For the first minute or two, Garson's piano notes are spaced above, and only roughly parallel to, the steady one-two beat of guitar, bass guitar, and Bowie's voice, only occasionally dropping into lock step: once to echo the hilarious phrase, "Saddening glissando strings," and twice for the "Uh-h-h-uh-h-uh" refrain. Then, midway through, a free-form piano solo ends in pure abstraction, notes sprinkled like paint on a Pollock canvas.

It seems to me that Garson's performance -- first emulating his fellow performers, but at some distance from them, then later departing into an extended jazz solo -- resembles McCarthy's prose, which also oscillates between "spare" naturalistic description and more grammatically and symbolically abstract compositions. Two passages, picked at random from The Road's first half, well illustrate these ostensibly opposed tendencies in McCarthy's style:

"He woke toward the morning with the fire down to coals and walked out to the road. Everything was alight. As if the lost sun were returning at last. The snow orange and quivering. A forest fire was making its way along the tinderbox ridges above them, flaring and shimmering against the overcast like the northern lights. Cold as it was he stood there a long time. The color of it moved something in him long forgetten."

"He tried to think of something to say but he could not. He'd had this feeling before, beyond the numbness and the dull despair. The world shrinking down about a raw core of parsible entities. The names of things slowly following those things into oblivion. Colors. The names of birds. Things to eat. Finally the names of things one believed to be true. More fragile than he would have thought. How much was gone already? The sacred idiom shorn of its referents and so of its reality. Drawing down like something trying to preserve heat. In time to wink out forever."

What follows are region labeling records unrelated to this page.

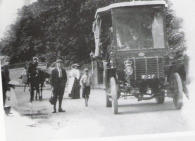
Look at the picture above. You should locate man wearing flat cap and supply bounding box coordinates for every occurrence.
[51,59,67,113]
[27,57,39,102]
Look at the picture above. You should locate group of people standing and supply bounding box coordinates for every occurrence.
[27,58,91,113]
[50,59,91,113]
[1,57,91,113]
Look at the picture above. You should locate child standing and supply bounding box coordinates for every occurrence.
[80,68,91,107]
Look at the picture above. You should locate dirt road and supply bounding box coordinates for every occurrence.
[5,68,195,141]
[6,88,195,141]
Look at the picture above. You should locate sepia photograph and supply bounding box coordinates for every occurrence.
[0,0,195,141]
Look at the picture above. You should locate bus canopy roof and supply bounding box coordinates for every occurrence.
[95,0,167,18]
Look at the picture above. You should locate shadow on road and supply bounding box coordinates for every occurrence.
[119,102,175,115]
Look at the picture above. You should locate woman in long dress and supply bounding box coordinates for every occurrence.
[70,64,80,99]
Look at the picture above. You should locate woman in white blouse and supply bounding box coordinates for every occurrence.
[69,64,81,99]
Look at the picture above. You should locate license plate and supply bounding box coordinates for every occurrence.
[141,74,155,79]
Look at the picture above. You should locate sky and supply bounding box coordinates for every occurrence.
[0,0,36,39]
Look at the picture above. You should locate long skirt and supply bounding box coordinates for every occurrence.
[71,78,80,99]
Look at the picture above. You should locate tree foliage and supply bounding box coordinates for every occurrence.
[2,0,184,64]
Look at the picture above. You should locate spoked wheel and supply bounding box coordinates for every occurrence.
[110,77,118,114]
[170,73,183,109]
[155,92,165,104]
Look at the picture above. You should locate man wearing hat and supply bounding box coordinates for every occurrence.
[51,59,67,113]
[80,68,92,107]
[27,57,39,102]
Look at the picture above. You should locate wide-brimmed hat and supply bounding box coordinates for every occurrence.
[33,57,39,60]
[56,59,63,63]
[72,63,80,68]
[84,68,89,72]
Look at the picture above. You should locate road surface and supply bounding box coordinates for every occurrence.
[5,67,195,141]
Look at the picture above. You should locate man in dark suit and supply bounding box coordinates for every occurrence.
[1,65,10,106]
[27,57,39,102]
[51,59,67,113]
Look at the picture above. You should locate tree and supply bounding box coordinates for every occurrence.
[1,0,185,64]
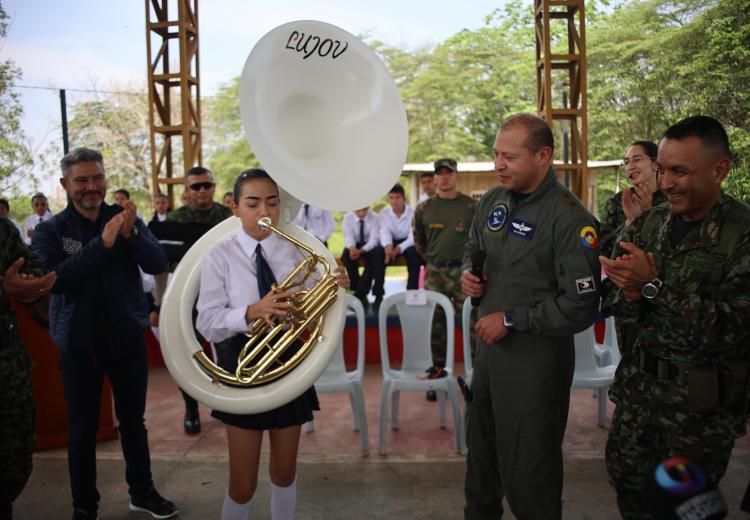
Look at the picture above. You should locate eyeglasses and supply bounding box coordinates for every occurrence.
[622,155,646,166]
[188,181,214,191]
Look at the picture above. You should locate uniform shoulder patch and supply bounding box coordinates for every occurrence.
[578,226,599,249]
[487,202,508,231]
[576,276,596,294]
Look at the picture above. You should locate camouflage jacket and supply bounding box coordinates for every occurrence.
[412,193,477,262]
[0,217,42,336]
[599,188,667,256]
[167,202,232,226]
[605,193,750,365]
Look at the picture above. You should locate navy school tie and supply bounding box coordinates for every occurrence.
[255,242,276,298]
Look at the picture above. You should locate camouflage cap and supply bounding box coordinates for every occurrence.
[435,159,458,173]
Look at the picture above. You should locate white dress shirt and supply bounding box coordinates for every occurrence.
[379,204,414,253]
[21,210,52,245]
[294,204,336,242]
[196,229,303,343]
[341,211,380,252]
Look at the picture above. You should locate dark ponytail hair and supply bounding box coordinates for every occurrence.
[232,168,279,204]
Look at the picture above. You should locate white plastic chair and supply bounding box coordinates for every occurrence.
[594,316,622,367]
[461,296,474,387]
[307,294,370,457]
[571,325,617,426]
[378,289,465,454]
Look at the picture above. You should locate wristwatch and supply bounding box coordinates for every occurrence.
[503,311,513,329]
[641,278,664,300]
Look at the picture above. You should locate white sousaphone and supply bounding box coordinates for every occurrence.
[159,20,408,413]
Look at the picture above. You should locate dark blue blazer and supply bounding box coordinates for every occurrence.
[31,203,167,354]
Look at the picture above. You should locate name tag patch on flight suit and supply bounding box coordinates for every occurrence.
[63,237,83,255]
[508,217,536,240]
[576,276,596,294]
[487,204,508,231]
[578,226,599,249]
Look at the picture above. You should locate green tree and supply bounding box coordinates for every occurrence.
[0,4,36,193]
[203,77,259,192]
[68,88,152,215]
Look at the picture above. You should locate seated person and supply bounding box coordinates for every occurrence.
[341,208,385,309]
[294,204,336,247]
[379,184,422,289]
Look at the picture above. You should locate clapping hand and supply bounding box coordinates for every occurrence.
[599,242,657,301]
[3,257,57,303]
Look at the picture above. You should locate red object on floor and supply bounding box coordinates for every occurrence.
[594,320,607,343]
[143,327,164,367]
[13,302,117,451]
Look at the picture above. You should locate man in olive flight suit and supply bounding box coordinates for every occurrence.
[601,116,750,520]
[461,114,600,519]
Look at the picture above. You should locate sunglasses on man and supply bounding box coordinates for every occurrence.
[188,181,214,191]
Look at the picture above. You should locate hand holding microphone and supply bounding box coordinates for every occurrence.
[461,249,486,307]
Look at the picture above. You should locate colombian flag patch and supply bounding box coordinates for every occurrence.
[578,226,599,249]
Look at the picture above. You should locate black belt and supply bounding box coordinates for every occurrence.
[428,258,463,268]
[635,349,687,381]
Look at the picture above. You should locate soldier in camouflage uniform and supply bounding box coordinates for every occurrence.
[601,116,750,519]
[414,159,476,388]
[0,217,55,520]
[154,166,232,434]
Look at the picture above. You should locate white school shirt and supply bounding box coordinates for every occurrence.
[341,211,380,252]
[21,210,52,246]
[196,229,303,343]
[379,204,414,253]
[294,204,336,242]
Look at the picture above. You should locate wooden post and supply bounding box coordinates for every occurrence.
[534,0,595,211]
[146,0,203,207]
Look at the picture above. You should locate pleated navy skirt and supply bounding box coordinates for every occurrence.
[211,334,320,430]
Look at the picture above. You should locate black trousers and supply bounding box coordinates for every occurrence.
[60,334,153,511]
[341,246,385,298]
[393,238,425,290]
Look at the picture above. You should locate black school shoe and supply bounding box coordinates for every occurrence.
[130,486,179,518]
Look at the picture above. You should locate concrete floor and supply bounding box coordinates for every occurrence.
[16,366,750,520]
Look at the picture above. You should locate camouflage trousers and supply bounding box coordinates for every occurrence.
[605,360,743,520]
[0,335,34,517]
[424,263,477,368]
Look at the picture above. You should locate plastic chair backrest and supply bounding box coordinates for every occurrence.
[378,289,455,373]
[573,325,596,370]
[604,316,622,366]
[461,296,474,377]
[324,294,365,376]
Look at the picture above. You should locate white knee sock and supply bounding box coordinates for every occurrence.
[271,477,297,520]
[221,492,252,520]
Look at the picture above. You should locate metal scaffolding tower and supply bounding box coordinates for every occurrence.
[534,0,596,210]
[146,0,202,207]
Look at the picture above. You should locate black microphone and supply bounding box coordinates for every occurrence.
[471,249,487,307]
[740,482,750,513]
[643,457,728,520]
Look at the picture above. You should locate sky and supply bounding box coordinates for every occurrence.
[0,0,508,189]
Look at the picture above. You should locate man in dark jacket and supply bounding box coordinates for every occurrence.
[32,148,177,519]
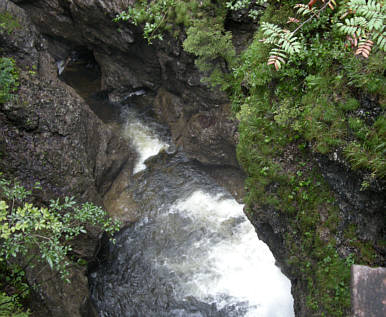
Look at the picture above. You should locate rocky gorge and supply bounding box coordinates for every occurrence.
[0,0,385,316]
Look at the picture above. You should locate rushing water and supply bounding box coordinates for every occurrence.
[90,110,294,317]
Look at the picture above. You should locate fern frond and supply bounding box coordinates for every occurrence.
[294,3,316,15]
[267,48,287,71]
[355,39,374,58]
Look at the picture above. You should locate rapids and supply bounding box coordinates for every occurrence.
[89,108,294,317]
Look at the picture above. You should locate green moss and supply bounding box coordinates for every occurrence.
[0,12,21,33]
[0,57,19,103]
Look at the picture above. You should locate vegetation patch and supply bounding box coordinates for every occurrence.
[0,57,19,103]
[0,179,120,317]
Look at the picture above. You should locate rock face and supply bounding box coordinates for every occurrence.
[5,0,385,316]
[10,0,238,167]
[351,265,386,317]
[0,0,131,317]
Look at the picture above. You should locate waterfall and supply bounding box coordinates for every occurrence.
[90,110,294,317]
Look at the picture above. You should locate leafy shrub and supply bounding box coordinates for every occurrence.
[0,175,120,316]
[0,57,19,103]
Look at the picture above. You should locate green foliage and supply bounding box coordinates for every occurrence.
[0,57,19,103]
[119,0,386,316]
[114,0,176,43]
[0,12,20,34]
[336,0,386,54]
[0,179,120,317]
[0,179,119,279]
[183,21,236,85]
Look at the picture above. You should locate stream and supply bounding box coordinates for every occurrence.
[90,108,293,317]
[61,57,294,317]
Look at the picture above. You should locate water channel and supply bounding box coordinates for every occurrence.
[61,56,294,317]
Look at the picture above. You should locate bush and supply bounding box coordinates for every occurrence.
[0,175,120,316]
[0,57,19,103]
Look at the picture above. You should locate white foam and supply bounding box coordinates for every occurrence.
[123,113,169,174]
[166,191,294,317]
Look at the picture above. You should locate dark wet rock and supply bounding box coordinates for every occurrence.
[0,0,130,317]
[14,0,238,167]
[154,89,239,167]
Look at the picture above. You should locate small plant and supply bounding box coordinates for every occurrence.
[0,179,120,316]
[0,57,19,103]
[0,12,21,34]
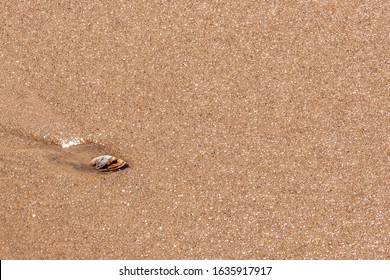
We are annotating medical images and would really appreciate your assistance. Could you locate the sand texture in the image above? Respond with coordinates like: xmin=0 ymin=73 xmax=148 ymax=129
xmin=0 ymin=0 xmax=390 ymax=259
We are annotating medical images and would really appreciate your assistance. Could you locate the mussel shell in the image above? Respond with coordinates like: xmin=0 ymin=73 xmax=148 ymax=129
xmin=90 ymin=155 xmax=128 ymax=172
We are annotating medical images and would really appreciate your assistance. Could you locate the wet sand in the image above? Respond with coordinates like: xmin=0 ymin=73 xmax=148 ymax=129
xmin=0 ymin=1 xmax=390 ymax=259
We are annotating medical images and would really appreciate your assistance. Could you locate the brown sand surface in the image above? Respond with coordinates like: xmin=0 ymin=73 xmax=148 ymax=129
xmin=0 ymin=0 xmax=390 ymax=259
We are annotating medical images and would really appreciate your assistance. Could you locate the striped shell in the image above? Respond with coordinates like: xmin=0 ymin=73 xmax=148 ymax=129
xmin=90 ymin=155 xmax=128 ymax=172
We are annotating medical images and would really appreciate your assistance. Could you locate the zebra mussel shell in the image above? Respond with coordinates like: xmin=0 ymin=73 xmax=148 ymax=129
xmin=90 ymin=155 xmax=129 ymax=172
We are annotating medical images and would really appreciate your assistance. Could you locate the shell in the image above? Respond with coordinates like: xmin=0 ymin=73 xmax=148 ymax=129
xmin=90 ymin=155 xmax=129 ymax=172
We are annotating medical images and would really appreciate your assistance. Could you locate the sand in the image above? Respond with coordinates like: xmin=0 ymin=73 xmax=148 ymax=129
xmin=0 ymin=0 xmax=390 ymax=259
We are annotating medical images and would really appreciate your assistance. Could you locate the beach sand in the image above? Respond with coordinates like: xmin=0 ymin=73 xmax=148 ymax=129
xmin=0 ymin=1 xmax=390 ymax=259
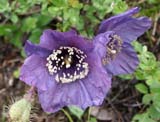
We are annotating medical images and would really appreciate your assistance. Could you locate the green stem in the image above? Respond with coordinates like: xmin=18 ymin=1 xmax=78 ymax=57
xmin=61 ymin=109 xmax=73 ymax=122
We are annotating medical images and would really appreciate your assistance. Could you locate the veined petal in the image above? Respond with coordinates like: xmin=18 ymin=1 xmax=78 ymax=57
xmin=38 ymin=53 xmax=111 ymax=112
xmin=20 ymin=54 xmax=54 ymax=90
xmin=24 ymin=40 xmax=52 ymax=58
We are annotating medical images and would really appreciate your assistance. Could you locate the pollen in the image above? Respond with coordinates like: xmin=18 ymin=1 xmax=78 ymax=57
xmin=102 ymin=34 xmax=123 ymax=65
xmin=46 ymin=46 xmax=89 ymax=83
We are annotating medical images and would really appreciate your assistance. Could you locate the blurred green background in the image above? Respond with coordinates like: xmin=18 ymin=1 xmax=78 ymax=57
xmin=0 ymin=0 xmax=160 ymax=122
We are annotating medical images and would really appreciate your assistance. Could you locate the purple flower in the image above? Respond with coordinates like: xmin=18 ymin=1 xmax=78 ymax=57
xmin=94 ymin=7 xmax=151 ymax=75
xmin=20 ymin=30 xmax=111 ymax=112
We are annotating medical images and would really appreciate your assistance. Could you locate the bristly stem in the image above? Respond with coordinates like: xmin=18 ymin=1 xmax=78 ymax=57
xmin=87 ymin=107 xmax=91 ymax=122
xmin=61 ymin=108 xmax=74 ymax=122
xmin=24 ymin=86 xmax=35 ymax=102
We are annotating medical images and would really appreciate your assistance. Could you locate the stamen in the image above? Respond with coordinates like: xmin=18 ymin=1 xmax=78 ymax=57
xmin=102 ymin=34 xmax=123 ymax=65
xmin=46 ymin=47 xmax=89 ymax=83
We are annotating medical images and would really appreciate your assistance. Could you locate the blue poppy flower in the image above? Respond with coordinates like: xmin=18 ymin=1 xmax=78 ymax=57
xmin=20 ymin=30 xmax=111 ymax=112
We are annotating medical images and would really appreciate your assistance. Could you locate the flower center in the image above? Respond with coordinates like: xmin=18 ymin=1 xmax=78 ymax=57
xmin=46 ymin=47 xmax=89 ymax=83
xmin=102 ymin=34 xmax=123 ymax=65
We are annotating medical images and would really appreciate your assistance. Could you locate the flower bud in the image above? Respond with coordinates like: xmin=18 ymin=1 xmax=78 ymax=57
xmin=9 ymin=98 xmax=32 ymax=122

Many critics who admire McCarthy's plainer prose ("He woke toward the morning with the fire down to coals and walked out to the road") seem to dislike, or at least to be visibly puzzled by, his frequent shifts into abstraction ("The sacred idiom shorn of its referents and so of its reality"). To me these are all one piece, just like Garson's performance. McCarthy's "abstract" passages are summaries of content; they repeat, with great compression and emphasis, the content of surrounding paragraphs, seeking to break content free from things, just as Garson's "abstract" solo retains its own internal logic, a logic resolutely opposed to playing in time with the rest of the band.